A lot of people feel this way about the thrones they protect.  They feel like their lives depend on their upwardly mobile career, their influence on the school board, or the little territories they control in the local church or civic organizations.  For these folks, winning is everything, and control is what it’s all about.  Toward the end of John’s Gospel, powerful players strut and fret their hour upon the stage, determined to keep their thrones and defend their power in the face of a new threat—a Carpenter from Nazareth, whom many people called the King of the Jews.

As in Martin’s books, the priesthood in John’s Gospel is both corrupt and just as interested in wielding political power as they are leading the people spiritually.  Jealous of Jesus’ popularity, incensed by His unorthodox teaching, and threatened by the fear of a failed revolt against the Romans, the High Priest decides it’s better to have Jesus killed than allow Him to continue.  Jesus is betrayed and arrested, then tried by the High Priest.  After that, Jesus is sent to Governor Pilate, who is reluctant to pass sentence because he is afraid of the real power—not the religious leaders or even the soldiers he commands—but the people.  Yet, Pilate is between a rock and a hard place, because he must also answer to Rome.  In Pilate’s inquisition of Jesus in chapter eighteen, the reader observes, “With all this talk of kingdoms and thrones, it doesn’t look like the one who has the power is really in charge.”

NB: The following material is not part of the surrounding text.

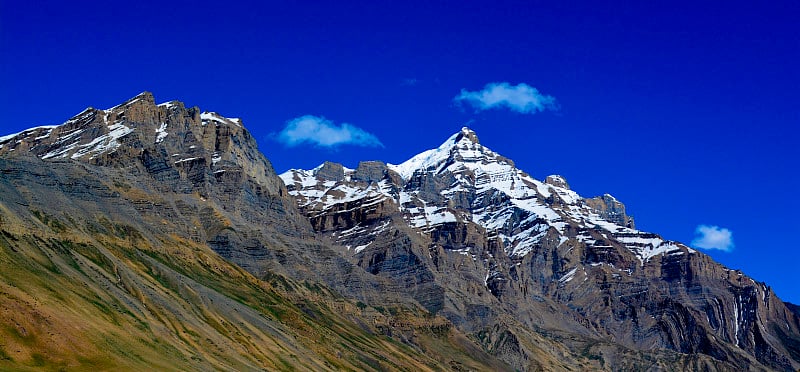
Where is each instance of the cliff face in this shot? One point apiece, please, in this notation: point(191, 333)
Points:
point(169, 220)
point(494, 242)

Jesus is quick to point out that God, not Pilate, is in charge.  “My Kingdom is not an earthly kingdom. If it were, my followers would fight to keep me from being handed over to the Jewish leaders. But my Kingdom is not of this world.” (John 18:36)  Even so, Jesus is brutally treated, and in a real-life scene that rivals the violence of George R.R. Martin’s books, he is scourged so badly that the flesh is ripped from His back.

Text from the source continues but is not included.